2 Commenti

Motta Baluffi, resta alta
l'attenzione sul centro islamico
'Monitoraggi costanti'

La struttura, in via Laghetto, è utilizzata dall’Associazione kosovara e oggi è finita in un articolo del “Foglio”, che ha parlato di come sia costantemente sorvegliata e ha ripercorso l’iter dell’area.
evid
Nella foto, il centro islamico di Motta Baluffi

Resta alta l’attenzione sul centro islamico di Motta Baluffi. Nonostante sia decisamente diminuito il numero di frequentatori, l’attività del centro, situato in una casolare di campagna, non si è fermata. Il monitoraggio delle autorità in questa zona periferica è costante, anche alla luce dei personaggi passati al suo interno negli anni scorsi: come ad esempio l’imam bosniaco Bilal Bosnic per almeno un sermone nel 2011 (di recente è stato arrestato e condannato in Bosnia per istigazione al terrorismo) e Resim Kastrati, ragazzo kosovaro domiciliato a Pozzaglio e frequentatore di Motta Baluffi, espulso a inizio 2015 con l’accusa di aver abbracciato la jihad. I promotori della comunità locale, polo per credenti di origine balcanica, si sono sempre difesi, sostenendo di non avere mai avuto il sentore del pensiero fondamentalista di qualche personaggio passato in paese.

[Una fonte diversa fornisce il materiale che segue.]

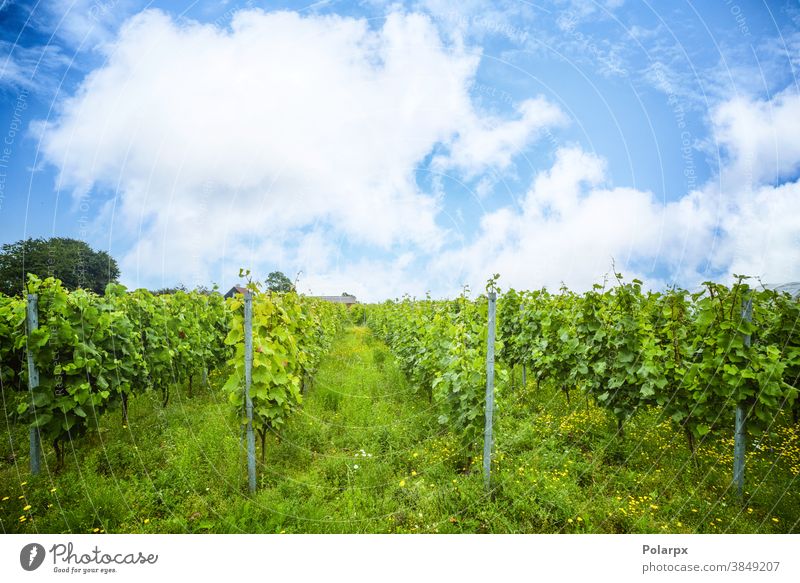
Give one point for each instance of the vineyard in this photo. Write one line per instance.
(615, 410)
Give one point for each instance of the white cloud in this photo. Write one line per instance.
(570, 226)
(493, 142)
(569, 230)
(760, 137)
(219, 141)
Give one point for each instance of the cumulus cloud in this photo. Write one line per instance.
(759, 137)
(745, 220)
(493, 142)
(222, 141)
(569, 230)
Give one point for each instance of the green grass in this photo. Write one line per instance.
(366, 455)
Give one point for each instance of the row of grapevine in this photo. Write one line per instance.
(696, 357)
(441, 346)
(93, 353)
(290, 335)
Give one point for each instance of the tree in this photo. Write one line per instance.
(278, 282)
(74, 262)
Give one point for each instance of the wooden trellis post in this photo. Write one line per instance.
(248, 379)
(33, 382)
(487, 434)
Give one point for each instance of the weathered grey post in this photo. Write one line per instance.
(33, 382)
(524, 372)
(740, 433)
(248, 379)
(487, 434)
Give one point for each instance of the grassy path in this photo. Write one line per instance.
(365, 454)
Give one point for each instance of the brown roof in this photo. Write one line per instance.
(338, 299)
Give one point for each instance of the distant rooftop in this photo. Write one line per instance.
(338, 299)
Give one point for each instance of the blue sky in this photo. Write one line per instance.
(384, 148)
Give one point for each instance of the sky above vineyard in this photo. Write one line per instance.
(383, 148)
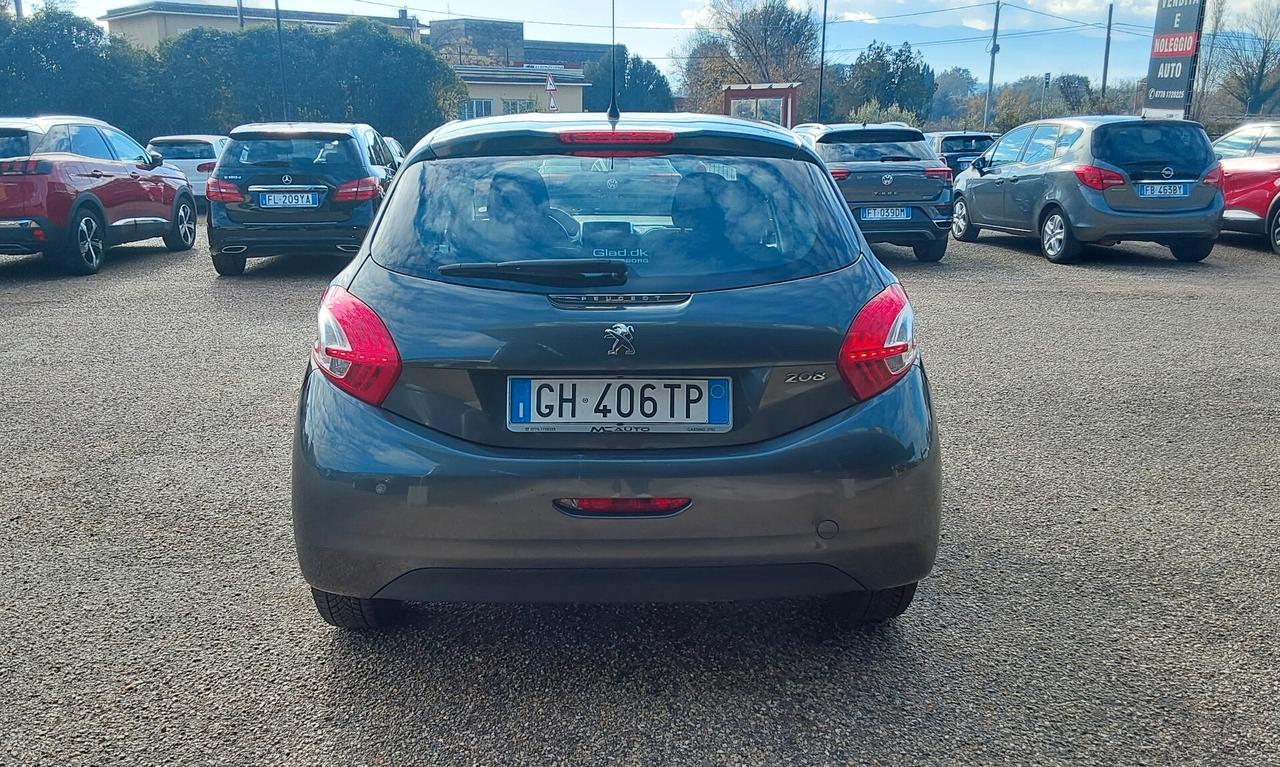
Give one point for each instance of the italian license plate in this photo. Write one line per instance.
(608, 405)
(1162, 190)
(886, 214)
(288, 200)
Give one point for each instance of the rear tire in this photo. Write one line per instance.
(931, 251)
(353, 612)
(869, 607)
(228, 265)
(961, 226)
(182, 237)
(1057, 243)
(1192, 250)
(86, 242)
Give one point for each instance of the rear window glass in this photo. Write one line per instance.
(1150, 144)
(873, 146)
(292, 153)
(680, 222)
(967, 144)
(184, 150)
(14, 144)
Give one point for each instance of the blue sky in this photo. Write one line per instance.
(950, 31)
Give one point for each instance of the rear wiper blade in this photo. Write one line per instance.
(545, 272)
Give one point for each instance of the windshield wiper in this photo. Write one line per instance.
(545, 272)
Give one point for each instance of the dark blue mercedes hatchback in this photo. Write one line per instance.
(648, 359)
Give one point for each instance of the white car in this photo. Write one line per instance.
(193, 155)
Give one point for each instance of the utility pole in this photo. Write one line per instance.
(991, 73)
(1106, 51)
(822, 59)
(279, 45)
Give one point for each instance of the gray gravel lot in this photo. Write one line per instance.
(1106, 590)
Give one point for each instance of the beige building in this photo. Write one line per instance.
(503, 72)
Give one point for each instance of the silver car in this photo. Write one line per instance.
(1096, 179)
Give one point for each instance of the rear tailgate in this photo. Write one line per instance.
(291, 179)
(1164, 161)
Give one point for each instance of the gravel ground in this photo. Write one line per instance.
(1106, 590)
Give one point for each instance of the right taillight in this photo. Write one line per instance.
(222, 191)
(1098, 178)
(880, 346)
(355, 350)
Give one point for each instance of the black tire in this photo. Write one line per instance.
(1057, 242)
(931, 251)
(353, 612)
(1192, 250)
(961, 226)
(229, 265)
(869, 607)
(182, 236)
(86, 242)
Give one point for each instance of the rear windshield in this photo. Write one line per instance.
(298, 153)
(1153, 144)
(14, 144)
(184, 150)
(967, 144)
(679, 222)
(873, 146)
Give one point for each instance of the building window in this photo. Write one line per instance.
(478, 108)
(519, 105)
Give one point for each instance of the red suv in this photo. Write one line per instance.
(71, 187)
(1251, 176)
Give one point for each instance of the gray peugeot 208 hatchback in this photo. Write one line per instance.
(648, 359)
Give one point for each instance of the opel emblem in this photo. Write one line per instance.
(621, 336)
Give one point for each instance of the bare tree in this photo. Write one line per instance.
(1208, 68)
(1251, 58)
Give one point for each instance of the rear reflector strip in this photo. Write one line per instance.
(621, 506)
(612, 137)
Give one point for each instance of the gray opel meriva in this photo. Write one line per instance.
(639, 360)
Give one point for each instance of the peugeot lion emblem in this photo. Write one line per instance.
(621, 337)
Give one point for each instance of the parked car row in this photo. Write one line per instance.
(71, 187)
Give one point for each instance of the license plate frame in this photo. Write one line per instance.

La struttura, in via Laghetto, è utilizzata dall’Associazione kosovara e oggi è finita in un articolo del “Foglio”, che ha parlato di come sia costantemente sorvegliata e ha ripercorso l’iter dell’area: nel 2008 l’acquisto da parte del bosniaco Berisa Zenelj per 210mila euro per conto della sua onlus Associazione kosovara, poi il suo ritorno in patria e l’affidamento dell’associazione a un parente, che si è trasferito in Germania.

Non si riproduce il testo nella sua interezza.